Der Gratisrollenspieltag 2021 ist Historie, und pünktlich zu diesem jährlichen Ereignis haben die Initiatoren des WinterOnePageContests die Sammlung und Preisträger des aktuellen Wettbewerbs veröffentlicht. Für meinen einen Beitrag hat es zwar nicht zum Siegertreppchen gereicht, dennoch will ich mal wieder einen Blick auf die Entstehung anbieten.
Erste Überlegungen
Schon in der Ausschreibung des 9. WinterOPC war in der Beschreibung des Themas "Im Doppelpack" der Hinweis, der meinen späteren Beitrag formen wurde: "gespiegelte Dungeons" wurden da vorgeschlagen. Nur dass ich dann auch einen Schritt weitergehen wollte mit einem Dungeon, in dem sich zwei Realitäten an einem Ort überlagern.
Als Setting entschied ich mich auch sehr schnell für Ravnica; die Gildenwelt aus Magic: The Gathering, die dank eigenem Quellenbuch erfolgreich zu DnD 5e portiert worden war. Zudem schwebte mir zumindest noch Anfang Dezember vor, ob ich nicht alle drei Themen zu einem großen Abenteuer über die Verstrickungen der Gilden zusammenfügen könnte.
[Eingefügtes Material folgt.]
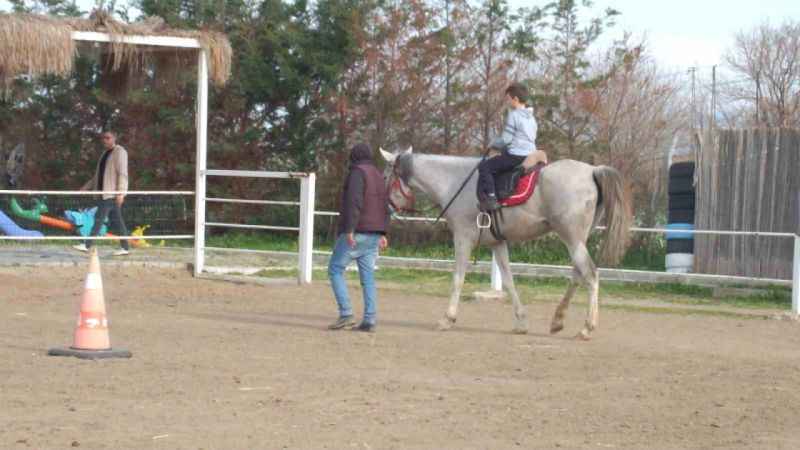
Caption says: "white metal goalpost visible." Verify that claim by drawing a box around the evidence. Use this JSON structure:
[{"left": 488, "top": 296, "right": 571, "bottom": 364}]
[{"left": 64, "top": 31, "right": 316, "bottom": 284}]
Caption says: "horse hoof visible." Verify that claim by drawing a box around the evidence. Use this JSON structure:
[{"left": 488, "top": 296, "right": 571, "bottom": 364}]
[
  {"left": 575, "top": 330, "right": 592, "bottom": 341},
  {"left": 437, "top": 317, "right": 456, "bottom": 331}
]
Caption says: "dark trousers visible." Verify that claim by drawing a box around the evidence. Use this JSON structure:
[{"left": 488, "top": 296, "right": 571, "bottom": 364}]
[
  {"left": 478, "top": 153, "right": 525, "bottom": 198},
  {"left": 86, "top": 198, "right": 129, "bottom": 250}
]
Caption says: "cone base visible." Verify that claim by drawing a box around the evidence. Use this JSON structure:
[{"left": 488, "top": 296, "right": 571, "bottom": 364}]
[{"left": 47, "top": 347, "right": 133, "bottom": 359}]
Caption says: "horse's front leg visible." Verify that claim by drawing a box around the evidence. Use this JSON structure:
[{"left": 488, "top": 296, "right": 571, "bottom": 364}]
[
  {"left": 439, "top": 238, "right": 475, "bottom": 331},
  {"left": 494, "top": 241, "right": 528, "bottom": 334}
]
Mitte des Monats aber war klar, dass diese Verquickung nur mit dem Holzhammer gelingen und zudem meine Ideen für zwei der Themen nur halbgar waren, so dass ich mich schließlich um so konzentrierter auf "Im Doppelpack" stürzte. Dazu aber unten mehr.
Ein Element kristallisierte sich durch diesen Ansatz aber gleich zu Anfang meiner Überlegungen heraus: Jeder Beitrag - wie gesagt, letztlich wurde es doch nur einer - sollte sich auf zwei der Ravnica-Gilden konzentrieren, die dann auch eine der fünf Manafarben des Kartenspiels teilen würden. Diese Farbe würde dann auch die Atmosphäre des Szenarios bestimmen.
Ein rotes Abenteuer bedeutet Action
Da die Idee von parallelen Realitäten bereits als allererstes feststand, war die erste Gilde für "Im Doppelpack" klar: Die Izzet-Liga mit ihren verrückten Wissenschaftlern. Da somit die Magic-Farben rot und blau gesetzt waren, sollte rot auch die sein, die die andere Gilde vertreten würde. Die Boros-Legion mit rot-weiß bot sich an, um wegen der offensichtlichen Gefährdung für die öffentliche Ordnung die Izzet-Unruhestifter in einer wilden Jagd festsetzen zu wollen. Da sich aber im Laufe des Schreibens wie so oft herausstellte, dass der begrenzte Platz weder den Raum lassen würde, einen Trupp von mehreren Soldaten zu beschreiben, noch der überschaubare Austragungsort spannende Verfolgungsjagden oder Versteckspiele zulassen konnte, schwenkte ich erst kurz vor Schluss um. So wurde es schließlich ein einzelner Marodeur der rot-grünen Gruul-Clans, der für das fehlgelaufene Experiment der Izzet verantwortlich war. Der rote, also actionreiche Teil des Abenteuers blieb somit dennoch erhalten, denn zwei verzweifelte Wissenschaftler, die die Schäden eines um sich schlagenden Gruul reparieren müssen, versprachen weiterhin reichlich Druck.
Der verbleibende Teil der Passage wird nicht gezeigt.